I know this is being picky, but I noticed some performace issues with your algorithm.
If understand it right it will be used quite heavy when decoding data and should be tuned.

As far as I know, if you define an object within a loop (String hexachars) you will actually be
creating a new String object for every iteration of that block of code and the value of the string
doesn't change, so there is no need. I would adjust it to the following (no functionality changes,
but require fewer calls to the Classloader and GC).
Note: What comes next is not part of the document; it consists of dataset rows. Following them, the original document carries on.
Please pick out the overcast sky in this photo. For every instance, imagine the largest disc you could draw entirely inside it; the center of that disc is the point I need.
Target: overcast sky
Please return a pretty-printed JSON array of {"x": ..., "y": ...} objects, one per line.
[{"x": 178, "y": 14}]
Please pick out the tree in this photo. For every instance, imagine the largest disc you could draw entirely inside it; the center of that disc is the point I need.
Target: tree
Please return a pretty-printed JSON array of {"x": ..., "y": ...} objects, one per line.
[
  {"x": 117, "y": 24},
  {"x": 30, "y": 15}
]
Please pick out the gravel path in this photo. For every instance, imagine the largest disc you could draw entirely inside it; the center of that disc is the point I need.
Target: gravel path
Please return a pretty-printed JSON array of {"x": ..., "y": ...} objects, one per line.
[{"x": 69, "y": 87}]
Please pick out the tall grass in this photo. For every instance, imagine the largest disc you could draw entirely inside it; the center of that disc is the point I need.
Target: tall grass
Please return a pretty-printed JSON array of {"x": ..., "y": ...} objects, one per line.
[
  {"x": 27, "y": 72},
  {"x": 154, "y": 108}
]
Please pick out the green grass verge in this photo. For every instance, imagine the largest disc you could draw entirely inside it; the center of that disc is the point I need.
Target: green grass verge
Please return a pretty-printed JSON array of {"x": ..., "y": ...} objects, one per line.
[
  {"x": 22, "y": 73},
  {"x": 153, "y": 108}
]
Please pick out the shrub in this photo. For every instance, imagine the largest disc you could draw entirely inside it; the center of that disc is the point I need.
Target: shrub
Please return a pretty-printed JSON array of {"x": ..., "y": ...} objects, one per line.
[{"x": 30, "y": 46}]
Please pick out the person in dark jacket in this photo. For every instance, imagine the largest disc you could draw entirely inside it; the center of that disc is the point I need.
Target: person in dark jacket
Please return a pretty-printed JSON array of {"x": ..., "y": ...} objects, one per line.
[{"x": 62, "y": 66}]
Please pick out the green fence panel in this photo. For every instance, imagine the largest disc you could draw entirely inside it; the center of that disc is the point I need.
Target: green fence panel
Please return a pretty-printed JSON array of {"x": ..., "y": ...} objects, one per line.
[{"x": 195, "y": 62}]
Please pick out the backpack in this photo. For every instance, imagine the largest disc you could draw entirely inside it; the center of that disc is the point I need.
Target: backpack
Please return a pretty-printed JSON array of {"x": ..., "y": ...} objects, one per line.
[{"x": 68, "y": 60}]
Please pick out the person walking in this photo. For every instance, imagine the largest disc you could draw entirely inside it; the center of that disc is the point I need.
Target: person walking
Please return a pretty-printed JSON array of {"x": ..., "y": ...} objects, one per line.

    public static String unUrlDecode(String data) {
        StringBuffer buf = new StringBuffer();
        String hexachars ="0123456789abcdefABCDEF";
        char c;

        for (int i = 0; i < data.length(); i++) {
            c = data.charAt(i);
            switch (c) {
            case '+':
                buf.append(' ');
                break;
            case '%':
                try {
                    if(data.charAt(i+2) == '%') {
                            if(hexachars.indexOf(data.charAt(i+4)) == -1) {
                                        buf.append((char)
Integer.parseInt(data.substring(i+1,i+2).concat("0").concat(data.substring(i+3,i+4)), 16));
                                        i += 3;
                                } else {
                                        buf.append((char)
Integer.parseInt(data.substring(i+1,i+2).concat(data.substring(i+3,i+5)), 16));
                                        i += 4;
                                }
                        } else {
                                buf.append((char) Integer.parseInt(data.substring(i+1, i+3), 16));
                                i += 2;
                        }
                } catch (NumberFormatException e) {
                    String msg = "Decode error ";
                    throw new IllegalArgumentException(msg);
                } catch (StringIndexOutOfBoundsException e) {
                    String rest  = data.substring(i);
                    buf.append(rest);
                    if (rest.length()==2)
                        i++;
                }

                break;
            default:
                buf.append(c);
                break;
            }
        }
        return buf.toString();
    }


Cheers Tod....